Member of the Wisconsin Senate from the 13th district
- In office 1931–1934
- Preceded by: William H. Markham
- Succeeded by: Frank E. Panzer

Personal details
- Born: December 5, 1886 Clyman, Wisconsin, US
- Died: 1941 (aged 54–55)
- Party: Democratic
- Education: University of Wisconsin (LLB)

= Eugene A. Clifford =

American politician (1886–1941)

Eugene A. Clifford (December 5, 1886 – 1941) was an American attorney and politician from Juneau, Wisconsin who served one term as a Democratic member of the Wisconsin State Senate from the 13th District.

== Early life and education ==
Clifford was born December 5, 1886, in the town of Clyman, in Dodge County, Wisconsin. He attended Dodgeland High School and the University of Wisconsin Law School.

== Career ==
He spent fifteen years as city attorney of Juneau, as well as four years as mayor. He was a county supervisor for four years, and as of 1931 had been a member of the local board of education for fifteen years. In 1930 he was elected to the State Senate, with 9899 votes to 8193 for Republican incumbent William H. Markham and 201 for Socialist Emil Frienwald. During his first term in office, he was the only Democrat in the Senate. In 1933, he was assigned to the standing committee on the judiciary, and was assigned to joint special committees on farm machinery prices, and on reducing the cost of government (chairing the latter).

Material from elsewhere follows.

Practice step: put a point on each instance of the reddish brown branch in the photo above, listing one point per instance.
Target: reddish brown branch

He did not run for re-election in 1934, choosing instead to run for Congress from Wisconsin's 8th congressional district (Democratic incumbent James F. Hughes had chosen not to seek re-election). He was unopposed in his primary, but lost the four-way general election to Progressive former Congressman George J. Schneider, with 34,397 votes for Clifford, 39,505 for Schneider, 15,748 for a Republican named Waite, and 523 for an independent candidate. He was succeeded in the State Senate by Frank E. Panzer.